New enhancements to Enterprise Cloud build on company's ongoing investment in data centers and its internal extensions to OpenStack.

March 1, 2016

4 Min Read
NTT Not Shying Away From Data Center Play

In unveiling its new Enterprise Cloud services, NTT Communications seems to be signaling a move away from where some large network operators are going. Instead of outsourcing or selling off its data centers, NTT is doubling down in acquiring data center and colocation facilities globally, and promising multi-nationals a seamless global combination of data centers, networking and cloud that goes beyond the basics. (See NTT Launches New Enterprise Cloud.)

In a press conference today, Hideki Kurihara, VP of Cloud Services for NTT Communications Corp. (NYSE: NTT), outlined how his company is using a combination of open source and proprietary technology, including its own extensions to OpenStack, to make it easier for global multi-national and very large domestic enterprises to migrate workloads to the cloud at their own pace, and manage a range of cloud-native and locally based applications easily.

"It is not only about the cloud or the combination of data center, cloud and network," Kurihara said. "The value proposition we provide customers is that those three are seamlessly connected and the customer can build a globally seamless environment for any workload in whichever location they choose."

As part of that strategy, NTT is investing and will continue to invest in buying and building data centers and colocation facilities globally, he said, to give its multi-national customers a wide range of choices. That has included buying Raging Wire data centers in the US and e-shelter in Europe, as well as building out its own facilities such as one currently under construction in Dallas.

"First and foremost, we still see a lot of customer demand in terms of data center locations," Kurihara said. "For the last year, almost every month we have been opening up a data center in one of the global locations, acquiring a company or building a data center by ourselves."

Stay up-to-date on data center strategies including infrastructure in the data center connectivity section of our Data Center page here on Light Reading.

NTT's enhancements to its Enterprise Cloud specifically address what Kurihara describes as the dual challenge that enterprises face in trying to adopt digital technologies such as mobile, social, big data and the Internet of Things, while also migrating traditional workloads to the cloud.
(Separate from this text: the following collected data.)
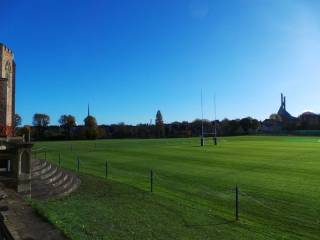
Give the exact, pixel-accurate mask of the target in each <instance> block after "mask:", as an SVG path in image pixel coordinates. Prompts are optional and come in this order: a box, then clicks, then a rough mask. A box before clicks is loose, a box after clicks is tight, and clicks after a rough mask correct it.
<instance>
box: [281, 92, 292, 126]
mask: <svg viewBox="0 0 320 240" xmlns="http://www.w3.org/2000/svg"><path fill="white" fill-rule="evenodd" d="M278 115H279V116H280V117H281V118H282V120H284V121H285V120H291V119H293V118H294V117H293V116H291V114H290V113H288V112H287V109H286V97H285V96H283V94H282V93H281V105H280V108H279V110H278Z"/></svg>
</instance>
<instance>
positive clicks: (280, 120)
mask: <svg viewBox="0 0 320 240" xmlns="http://www.w3.org/2000/svg"><path fill="white" fill-rule="evenodd" d="M295 119H296V118H295V117H293V116H292V115H291V114H290V113H289V112H288V111H287V105H286V97H285V96H284V95H283V94H282V93H281V104H280V108H279V110H278V113H277V114H272V115H271V117H270V118H269V119H266V120H264V121H263V122H262V125H261V127H260V131H261V132H265V133H280V132H282V130H283V126H284V124H288V123H291V122H293V121H294V120H295Z"/></svg>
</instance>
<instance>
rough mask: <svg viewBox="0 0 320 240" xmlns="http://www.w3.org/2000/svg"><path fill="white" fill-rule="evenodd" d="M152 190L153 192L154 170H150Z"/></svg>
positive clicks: (150, 181)
mask: <svg viewBox="0 0 320 240" xmlns="http://www.w3.org/2000/svg"><path fill="white" fill-rule="evenodd" d="M150 192H153V171H152V170H151V171H150Z"/></svg>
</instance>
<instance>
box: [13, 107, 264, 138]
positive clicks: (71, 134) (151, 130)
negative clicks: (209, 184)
mask: <svg viewBox="0 0 320 240" xmlns="http://www.w3.org/2000/svg"><path fill="white" fill-rule="evenodd" d="M17 116H18V117H16V118H17V119H19V120H18V121H17V122H16V126H19V125H21V122H22V120H21V117H20V116H19V115H17ZM50 120H51V119H50V116H49V115H47V114H44V113H36V114H34V116H33V121H32V125H30V126H23V127H17V129H16V134H17V135H20V136H21V135H26V136H27V135H28V134H29V132H30V135H31V138H32V139H33V140H68V139H70V140H85V139H108V138H165V137H168V138H179V137H196V136H200V134H201V129H202V124H203V127H204V133H205V134H206V135H207V136H210V135H211V136H212V134H213V132H214V128H216V129H217V133H218V135H219V136H231V135H244V134H252V133H256V132H257V131H258V129H259V127H260V124H261V123H260V122H259V121H258V120H256V119H253V118H251V117H247V118H243V119H235V120H228V119H224V120H222V121H218V120H217V121H210V120H206V119H205V120H203V121H202V120H201V119H195V120H194V121H192V122H188V121H182V122H178V121H176V122H172V123H164V120H163V116H162V113H161V112H160V111H157V113H156V116H155V123H154V124H151V123H150V124H137V125H130V124H125V123H123V122H122V123H118V124H110V125H105V124H102V125H98V123H97V120H96V118H95V117H94V116H91V115H88V116H87V117H86V118H85V119H84V120H83V124H80V125H78V124H77V123H76V122H77V121H76V118H75V117H74V116H72V115H68V114H64V115H62V116H61V117H60V118H59V125H50Z"/></svg>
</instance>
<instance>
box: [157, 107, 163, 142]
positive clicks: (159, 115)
mask: <svg viewBox="0 0 320 240" xmlns="http://www.w3.org/2000/svg"><path fill="white" fill-rule="evenodd" d="M156 136H157V137H163V136H164V123H163V118H162V114H161V112H160V110H158V111H157V114H156Z"/></svg>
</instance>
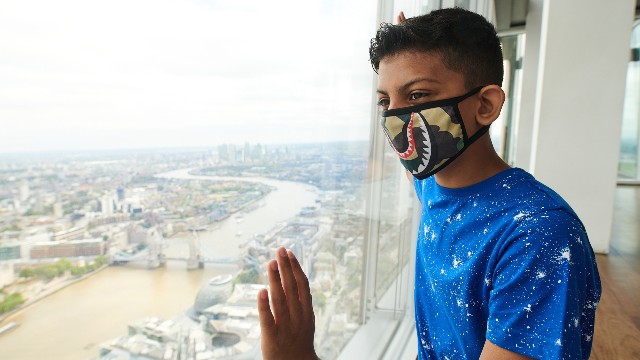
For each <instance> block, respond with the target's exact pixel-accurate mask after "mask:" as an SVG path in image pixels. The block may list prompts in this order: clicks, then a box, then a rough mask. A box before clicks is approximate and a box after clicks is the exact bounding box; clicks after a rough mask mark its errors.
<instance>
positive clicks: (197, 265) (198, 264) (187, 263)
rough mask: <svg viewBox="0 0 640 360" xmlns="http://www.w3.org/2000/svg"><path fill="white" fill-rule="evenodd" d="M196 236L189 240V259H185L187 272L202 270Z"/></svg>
mask: <svg viewBox="0 0 640 360" xmlns="http://www.w3.org/2000/svg"><path fill="white" fill-rule="evenodd" d="M199 245H200V244H199V241H198V238H197V235H195V234H193V235H192V236H191V238H190V239H189V258H188V259H187V270H196V269H198V268H200V269H201V268H203V267H204V263H203V262H202V261H201V260H200V257H201V256H200V246H199Z"/></svg>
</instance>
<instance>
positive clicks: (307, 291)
mask: <svg viewBox="0 0 640 360" xmlns="http://www.w3.org/2000/svg"><path fill="white" fill-rule="evenodd" d="M267 266H268V270H267V271H268V273H269V292H270V293H271V307H269V297H268V294H267V290H266V289H263V290H261V291H260V292H259V293H258V312H259V314H260V328H261V329H262V358H263V359H265V360H275V359H300V360H305V359H314V360H316V359H318V357H317V356H316V353H315V350H314V348H313V334H314V332H315V316H314V314H313V306H312V303H311V291H310V290H309V280H308V279H307V277H306V276H305V274H304V272H303V271H302V268H301V267H300V264H299V263H298V260H297V259H296V258H295V256H294V255H293V253H292V252H291V251H289V252H287V251H286V250H285V248H283V247H281V248H279V249H278V251H277V261H276V260H271V261H270V262H269V264H268V265H267ZM278 268H279V269H280V270H279V271H278ZM272 309H273V313H272V311H271V310H272Z"/></svg>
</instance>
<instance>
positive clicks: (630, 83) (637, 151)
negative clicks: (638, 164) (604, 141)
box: [618, 23, 640, 181]
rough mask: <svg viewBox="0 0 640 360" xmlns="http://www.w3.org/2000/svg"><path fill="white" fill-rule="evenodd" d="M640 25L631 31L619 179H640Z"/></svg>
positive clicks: (626, 84)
Companies wind up with a range of "cloud-native" applications that need constant updating and software iteration in the DevOps mode, alongside traditional applications that need to be based in the cloud in order to be more efficiently run.

The net result is the need for one platform that supports both kinds of apps -- traditional and cloud-native -- along with on-demand network connectivity, colocation services and easily managed access to third-party clouds.

NTT's enhanced Enterprise Cloud is providing that by offering new hosted private cloud capabilities, a multi-tenant cloud based on OpenStack for cloud native workloads, and two connections between them -- one using software-defined networking (SDN) at Layer 2 and the other a best effort 10 Gigabit per second closed network that is offered free of charge. Its cloud management platform manages all of that, along with public clouds, offering unified control and the ability to use a single console for management or to delegate management pieces to other consoles.

NTT's new hosted private cloud capabilities support traditional apps, combining bare-metal servers with the automated, pay-as-you-go capabilities of public clouds including a choice of hypervisors -- either VMWare's vSphere or Microsoft Hyper-V. Its multi-tenant cloud give enterprises a standard, open applications programming interface to automate cloud control and incorporate Cloud Foundry as an open source platform-as-a-service (PaaS) capability support agile development for the newer digital apps.

By creating a single way to manage the diversity of cloud environments, NTT intends to take away key concerns of enterprises, Kurihara says, including those involving security. As hybrid cloud environments become more complex, enterprise IT managers fear losing control and are concerned that a security breach in one part of the network could compromise the entire operation. That is one of the things addressed by NTT's cloud management system, which provides visibility across the platform.

NTT enabled all of this with some of its own development work including its own extensions to OpenStack. Kurihara praised OpenStack for its support of microservice environments, but admitted there are limitations, which NTT is trying to address on its own, particularly when it comes to integrating the data center, the network and the cloud.

As a result, NTT built its own network controller to connect into OpenStack Neutron and into the data center and cloud networks. "We follow the OpenStack microservices framework, but if we need to, we build our own proprietary interface, using the OpenStack syntax," so the two can work together, he said.